According to The Daily Wire:
Justice Elena Kagan, widely recognized as one of the Court’s more liberal justices, wrote the unanimous opinion, upholding a rule that barred “unlawful entrants” who later received Temporary Protected Status from applying to remain in the United States. Temporary Protected Status technically “gives foreign nationals nonimmigrant status,” Kagan noted, but TPS does not rubber-stamp an “unlawful entry.”
The TPS status “applies to people who come from countries ravaged by war or disaster. It protects them from deportation and allows them to work legally. There are 400,000 people from 12 countries with TPS status,” according to the Minneapolis Star-Tribune.

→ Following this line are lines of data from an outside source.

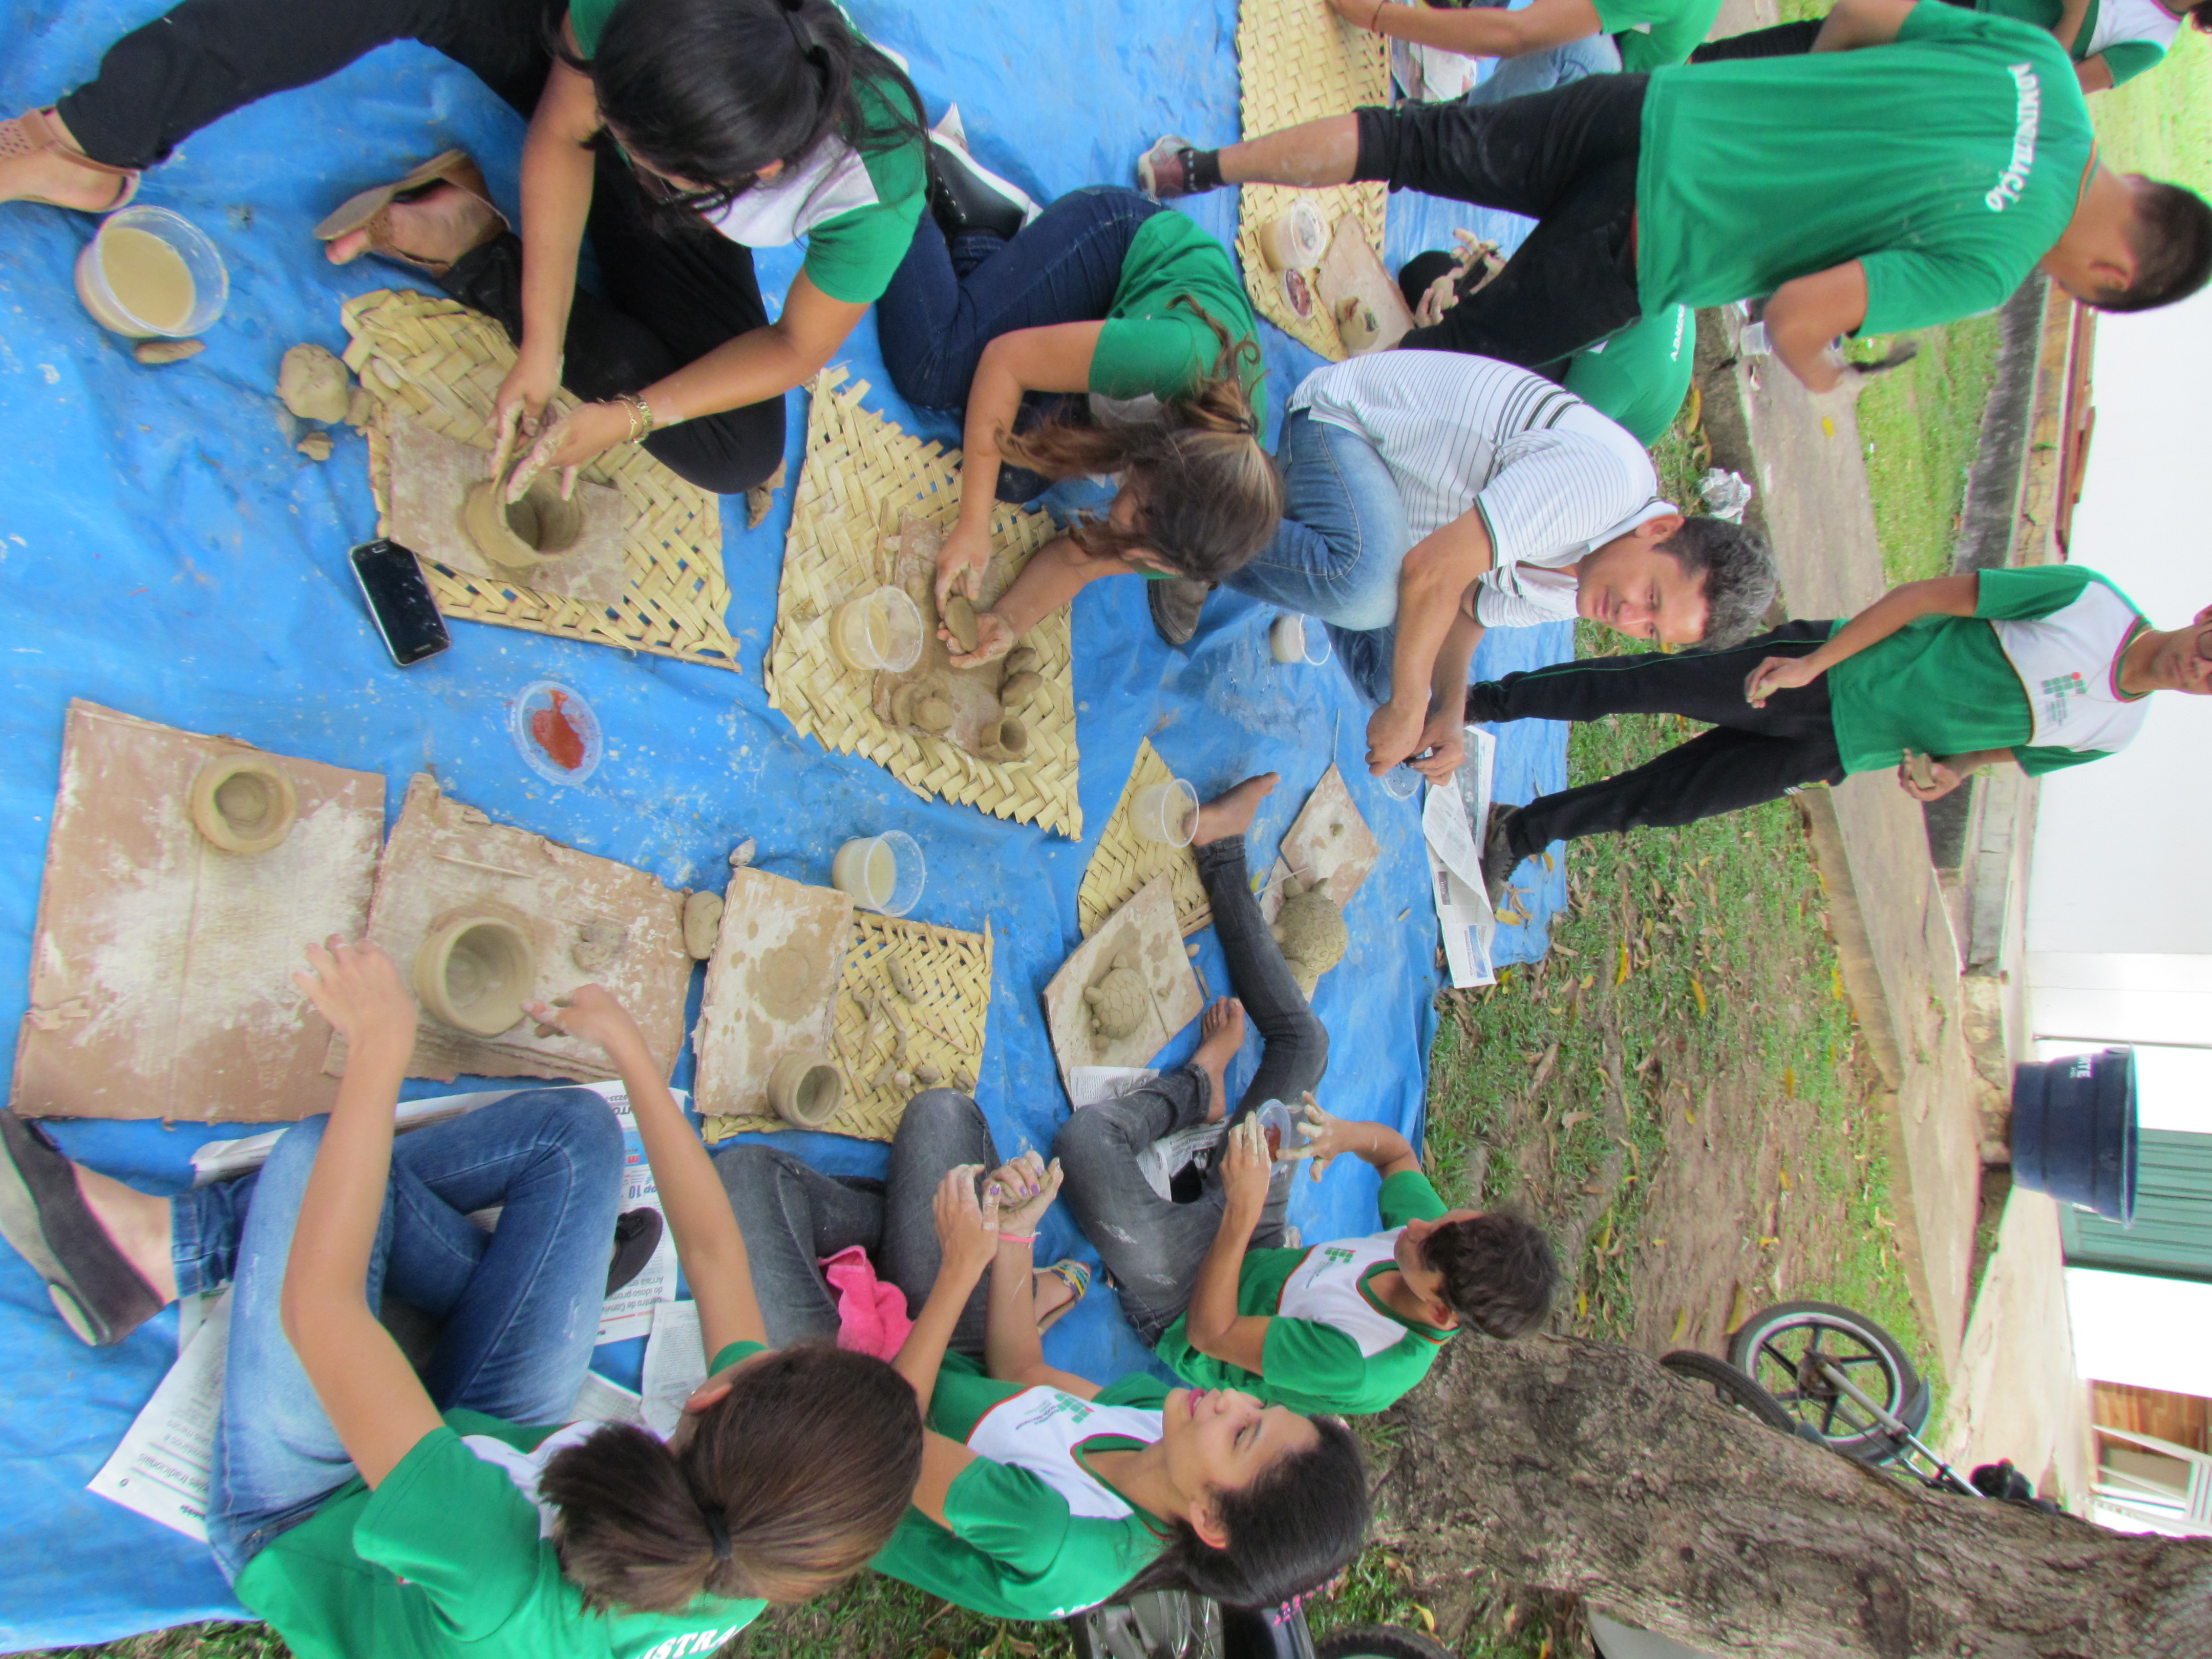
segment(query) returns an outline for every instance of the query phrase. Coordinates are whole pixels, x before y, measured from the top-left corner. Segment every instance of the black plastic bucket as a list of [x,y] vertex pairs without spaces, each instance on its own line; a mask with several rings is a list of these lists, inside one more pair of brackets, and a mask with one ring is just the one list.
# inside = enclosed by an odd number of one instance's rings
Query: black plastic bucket
[[2114,1221],[2135,1218],[2134,1049],[2013,1067],[2012,1178]]

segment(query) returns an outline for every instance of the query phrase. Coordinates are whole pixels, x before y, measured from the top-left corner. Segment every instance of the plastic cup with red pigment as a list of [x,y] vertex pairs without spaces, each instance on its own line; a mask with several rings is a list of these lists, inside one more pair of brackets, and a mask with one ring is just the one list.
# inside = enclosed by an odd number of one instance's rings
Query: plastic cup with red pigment
[[507,708],[507,735],[523,763],[548,783],[581,783],[605,747],[592,705],[553,680],[533,680]]

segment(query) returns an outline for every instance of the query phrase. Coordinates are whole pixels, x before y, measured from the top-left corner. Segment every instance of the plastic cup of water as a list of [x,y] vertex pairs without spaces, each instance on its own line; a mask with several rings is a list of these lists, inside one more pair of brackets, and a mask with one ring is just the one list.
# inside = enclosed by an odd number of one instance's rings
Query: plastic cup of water
[[902,588],[886,583],[830,613],[830,649],[848,668],[903,674],[921,646],[921,609]]
[[921,902],[927,875],[921,846],[902,830],[854,837],[830,866],[830,885],[887,916],[902,916]]
[[1182,778],[1148,783],[1129,803],[1129,823],[1146,841],[1188,847],[1198,834],[1198,791]]
[[1376,781],[1382,786],[1382,793],[1392,800],[1411,800],[1420,793],[1421,785],[1426,780],[1405,762],[1400,761]]
[[1281,1101],[1262,1101],[1254,1115],[1260,1120],[1260,1133],[1272,1156],[1285,1158],[1304,1147],[1306,1132],[1298,1127],[1297,1114]]
[[205,332],[230,298],[230,273],[207,233],[167,208],[125,208],[77,255],[76,296],[127,339]]

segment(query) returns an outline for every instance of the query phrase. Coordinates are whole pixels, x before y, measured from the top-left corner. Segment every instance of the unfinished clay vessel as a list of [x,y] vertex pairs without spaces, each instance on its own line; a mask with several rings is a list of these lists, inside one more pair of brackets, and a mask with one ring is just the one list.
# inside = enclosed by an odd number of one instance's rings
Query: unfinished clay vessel
[[830,1057],[786,1054],[768,1074],[768,1103],[794,1129],[818,1129],[844,1103],[845,1079]]
[[504,484],[488,478],[461,503],[461,528],[494,564],[527,570],[566,553],[584,533],[584,504],[562,501],[551,474],[534,480],[519,501],[501,500],[505,493]]
[[1030,752],[1029,727],[1007,714],[975,734],[975,748],[985,760],[1019,760]]
[[265,853],[292,833],[300,809],[292,781],[258,755],[208,762],[192,780],[193,827],[226,853]]
[[952,635],[952,642],[963,654],[975,648],[975,607],[965,593],[955,593],[945,600],[945,631]]
[[303,421],[331,425],[353,406],[353,377],[319,345],[295,345],[276,369],[276,395]]
[[1085,990],[1083,1000],[1091,1010],[1091,1029],[1109,1042],[1133,1036],[1145,1023],[1152,1006],[1152,987],[1129,964],[1128,952],[1114,958],[1114,965]]
[[1275,943],[1283,947],[1291,977],[1309,997],[1321,976],[1344,960],[1345,946],[1351,942],[1343,910],[1318,884],[1285,899],[1272,931]]
[[1018,645],[1000,660],[1006,665],[1009,677],[1015,674],[1026,674],[1037,665],[1036,647],[1030,645]]
[[999,702],[1008,708],[1020,708],[1043,690],[1044,676],[1035,669],[1024,669],[999,682]]
[[471,1036],[497,1036],[522,1018],[538,985],[538,951],[503,916],[463,913],[433,927],[415,952],[415,994]]
[[684,898],[684,948],[694,962],[714,954],[714,941],[722,933],[722,896],[687,893]]
[[595,974],[623,952],[629,929],[618,921],[587,921],[577,930],[568,947],[569,960],[587,974]]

The Court was called upon to decide whether a “couple from El Salvador who have been in the U.S. since the early 199s” who were given protected status in 2001 but who originally “entered the country illegally” were actually “admitted” into the United States when they were given protected status, enabling them to apply for a green card.
Kagan was clear, in her opinion, that they were not. “The TPS program gives foreign nationals nonimmigrant status, but it does not admit them. So the conferral of TPS does not make an unlawful entrant…eligible,” she wrote.
In Justice Kagan’s opinion, she noted that had Congress intended to grant “admission” into the country along with Temporary Protected Status the law would have been specifically written as such.
The unanimous ruling is a disappointing loss to liberal lawmakers that favor open borders.